By building an eval, we are more rigorously defining what "good" is for users’ needs. With that bar set, we can then try lots of different approaches to designing systems that use AI to meet those needs.

The different things we might try include:

Underlying foundation models (OpenAI, Anthropic, Google, open source models like Llama and Deepseek)
Prompts (“Act like a SNAP policy analyst…” vs. “Act like a public benefits attorney…”)
Context/documents (like regulations or policy manuals)

We need an eval to test the effects of different approaches here without having to assess output manually. (Or, worse, rely on inconsistent, subjective, “vibe check” assessment of output. [3])

Amanda Askell — one of the primary Anthropic AI researchers behind Claude — had a particularly useful line on evals:

The boring yet crucial secret behind good system prompts is test-driven development. You don't write down a system prompt and find ways to test it. You write down tests and find a system prompt that passes them.

An example from SNAP:

A logic model exists for answering formal policy questions in SNAP. If we know the true right answer to a particular policy question comes from synthesizing:

Federal law
Federal regulations
A state’s policy manual or regulations

...then we can test if a model — when given those sources [4] — can derive the correct answer.

We could call this an eval testing the capability of "SNAP policy analysis” since that is more or less the task that it is doing there.

Notably, this is a different capability from something like “helping a SNAP recipient renew their benefits”. We would test that different way because the task itself is subtly different, for example more likely to test for accessible and easy to understand word choice.

But it’s also a particular implementation that we are testing. What we want in this case is correct SNAP policy answers. And we are testing whether a particular model, given particular documents, can answer correctly.
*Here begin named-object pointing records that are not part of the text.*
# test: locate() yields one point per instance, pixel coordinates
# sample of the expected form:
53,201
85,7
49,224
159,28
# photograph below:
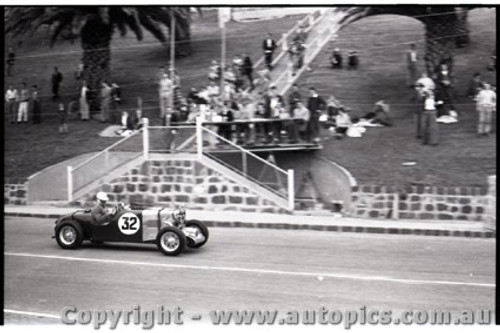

As long as our question/answer pairs are accurate, we can test lots of different approaches, and quickly. For example, we might test three different ways of getting a model to answer SNAP policy questions:

Asking a model without giving it any additional documents
Giving a model a state SNAP policy manual
Giving a model a state SNAP policy manual and SNAP’s federal statutes and regulations

We would probably expect that a model able to reference policy documents does better.

But we might also find — testing with our question/answer pairs — that including all of the federal policy generates more errors because it confuses the model. Including only a state policy manual may turn out to score higher on correct answers when we measure it.

If our SNAP policy eval has 100 question/answer pairs, and we iterate to a system (a choice of a model, a prompt, and context/documents) that gets 99 of those questions right, then we might have a tool for automated SNAP policy analysis we feel confident using for most policy questions our users might have.

(This is especially true if we understand how to consistently identify and filter the 1% failure cases.)